Can All Operators Be Expressed as Scaled Products of Projectors?

[cire]

if K=|a><b| where |a> and |b> are two vectors of the state space.
I'm trying to show that K can always be written in the form K=gPQ where g is a constant and P and Q are projectors.
this is what I get:
K=|a><b|
<a|b>K=<a|b>|a><b| multiplying by the number <a|b>
<a|b>K=|a><a|b>|<b| inserting that number in between
P=|a><a|
Q=|b><b|
g=<a|b>^-1
so I proved if the vectors are not orthogonal, how to prove it when they are?

 

[vanesch]

so I proved if the vectors are not orthogonal, how to prove it when they are?

Intuitively I'd have a hard time imagining how you should be able to do this!
After all, what the original operator does, is to take a random vector, find its b component, and then reproduce an a component with the same length.
What you did in the non-orthogonal case was in fact to use Thales' theorem: you found the b component, which has (because of the non-orthogonality) itself of course still a small a component ; so you re-projected on a, and adjusted for the loss (the angle between a and b).

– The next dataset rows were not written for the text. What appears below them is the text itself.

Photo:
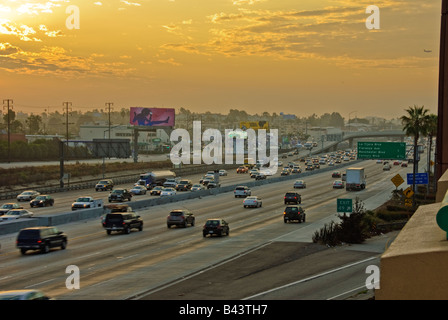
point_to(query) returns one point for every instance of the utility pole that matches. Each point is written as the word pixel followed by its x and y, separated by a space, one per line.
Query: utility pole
pixel 8 106
pixel 109 104
pixel 442 126
pixel 68 108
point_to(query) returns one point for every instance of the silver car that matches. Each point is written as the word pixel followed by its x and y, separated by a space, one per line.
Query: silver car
pixel 27 195
pixel 16 214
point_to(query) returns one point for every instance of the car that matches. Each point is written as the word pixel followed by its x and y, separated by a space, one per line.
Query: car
pixel 27 195
pixel 338 184
pixel 253 173
pixel 103 185
pixel 215 227
pixel 242 191
pixel 197 187
pixel 41 238
pixel 122 222
pixel 120 194
pixel 156 191
pixel 294 213
pixel 184 185
pixel 168 192
pixel 16 214
pixel 180 217
pixel 292 197
pixel 30 294
pixel 213 184
pixel 242 169
pixel 8 206
pixel 171 182
pixel 260 176
pixel 42 201
pixel 138 190
pixel 336 174
pixel 296 169
pixel 299 184
pixel 252 201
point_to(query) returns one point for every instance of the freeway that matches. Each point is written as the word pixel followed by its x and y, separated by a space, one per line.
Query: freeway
pixel 144 263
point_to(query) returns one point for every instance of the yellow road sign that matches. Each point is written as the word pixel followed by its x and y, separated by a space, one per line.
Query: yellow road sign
pixel 408 202
pixel 397 180
pixel 408 192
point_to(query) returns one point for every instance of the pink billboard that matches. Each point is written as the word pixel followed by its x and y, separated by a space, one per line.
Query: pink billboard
pixel 152 117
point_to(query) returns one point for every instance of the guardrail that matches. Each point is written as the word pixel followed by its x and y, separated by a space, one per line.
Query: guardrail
pixel 8 227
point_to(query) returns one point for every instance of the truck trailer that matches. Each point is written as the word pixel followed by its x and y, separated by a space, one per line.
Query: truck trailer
pixel 355 179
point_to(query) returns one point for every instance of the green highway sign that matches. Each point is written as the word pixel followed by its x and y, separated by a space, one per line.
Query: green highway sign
pixel 344 205
pixel 381 150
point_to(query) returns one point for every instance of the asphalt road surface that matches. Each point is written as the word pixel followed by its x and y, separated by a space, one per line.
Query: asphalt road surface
pixel 262 253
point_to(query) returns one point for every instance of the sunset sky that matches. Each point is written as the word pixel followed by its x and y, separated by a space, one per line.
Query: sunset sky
pixel 293 56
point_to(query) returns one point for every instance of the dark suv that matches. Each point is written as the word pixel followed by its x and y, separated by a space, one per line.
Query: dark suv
pixel 215 226
pixel 41 238
pixel 104 185
pixel 122 221
pixel 184 185
pixel 294 213
pixel 120 195
pixel 181 218
pixel 293 197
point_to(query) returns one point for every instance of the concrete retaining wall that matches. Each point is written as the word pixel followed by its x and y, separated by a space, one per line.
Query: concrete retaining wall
pixel 72 216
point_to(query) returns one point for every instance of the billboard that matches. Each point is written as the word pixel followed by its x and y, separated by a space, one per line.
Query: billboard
pixel 244 125
pixel 152 117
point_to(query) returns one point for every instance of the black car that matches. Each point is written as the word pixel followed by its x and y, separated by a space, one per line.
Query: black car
pixel 120 195
pixel 184 185
pixel 156 191
pixel 180 218
pixel 9 206
pixel 215 226
pixel 294 213
pixel 42 201
pixel 104 185
pixel 293 197
pixel 41 238
pixel 122 221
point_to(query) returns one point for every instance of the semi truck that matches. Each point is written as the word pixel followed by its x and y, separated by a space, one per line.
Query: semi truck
pixel 86 203
pixel 355 179
pixel 155 178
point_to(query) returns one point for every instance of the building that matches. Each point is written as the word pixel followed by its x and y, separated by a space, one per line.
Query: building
pixel 147 140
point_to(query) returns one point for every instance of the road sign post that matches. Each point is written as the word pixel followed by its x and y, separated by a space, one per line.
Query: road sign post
pixel 381 150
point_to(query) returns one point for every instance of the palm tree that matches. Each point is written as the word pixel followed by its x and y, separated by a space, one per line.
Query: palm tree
pixel 415 125
pixel 431 131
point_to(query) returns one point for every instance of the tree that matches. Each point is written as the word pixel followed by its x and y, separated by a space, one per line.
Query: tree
pixel 414 123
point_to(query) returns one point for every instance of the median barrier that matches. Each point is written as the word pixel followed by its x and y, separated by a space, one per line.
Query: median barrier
pixel 84 214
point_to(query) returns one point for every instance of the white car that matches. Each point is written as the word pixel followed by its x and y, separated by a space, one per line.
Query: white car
pixel 168 192
pixel 242 191
pixel 27 195
pixel 138 190
pixel 252 201
pixel 16 214
pixel 197 187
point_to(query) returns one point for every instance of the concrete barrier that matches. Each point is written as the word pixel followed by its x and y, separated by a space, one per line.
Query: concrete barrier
pixel 84 214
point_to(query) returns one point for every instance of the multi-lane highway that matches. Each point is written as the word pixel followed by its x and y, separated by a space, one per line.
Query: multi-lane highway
pixel 140 264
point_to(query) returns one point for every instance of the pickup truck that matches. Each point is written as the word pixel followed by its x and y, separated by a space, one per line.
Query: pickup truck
pixel 86 203
pixel 120 195
pixel 294 213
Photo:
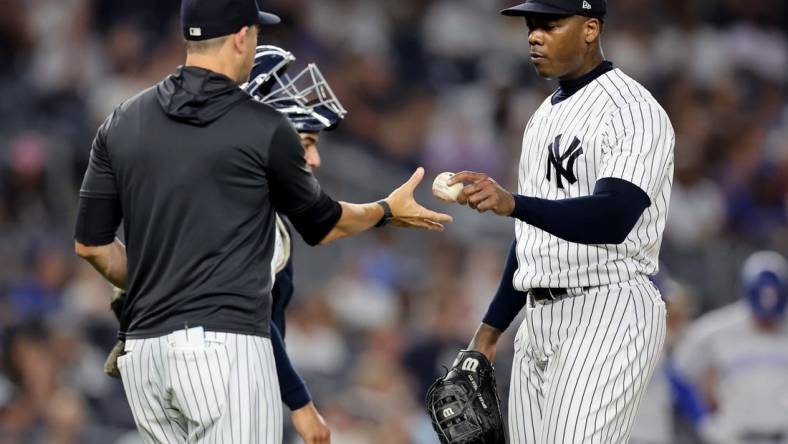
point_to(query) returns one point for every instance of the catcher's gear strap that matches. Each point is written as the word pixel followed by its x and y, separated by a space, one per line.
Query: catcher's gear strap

With 3 operators, I can see a solution: you project first on b, then on something like (a+b) and then finally on b, adjusting for the losses. But I have a hard time imagining, with 2 projectors, how to do so. I'm not saying it is impossible, just that I don't intuitively see how to do so.
You could also simply try to write down an equation, having each of the projectors to have as general a form as possible, like
P = ( u|a) + v|b) ) (u*(a| + v*(b| ) etc... and see if you can find a condition that works out.

cheers,
Patrick.

 

[CarlB]

Dear cire,

Your work is correct, and your comment that there is a problem when the vectors is orthogonal is also correct. If <a| and <b| are orthogonal, there is no possible way to solve the problem as stated.

Carl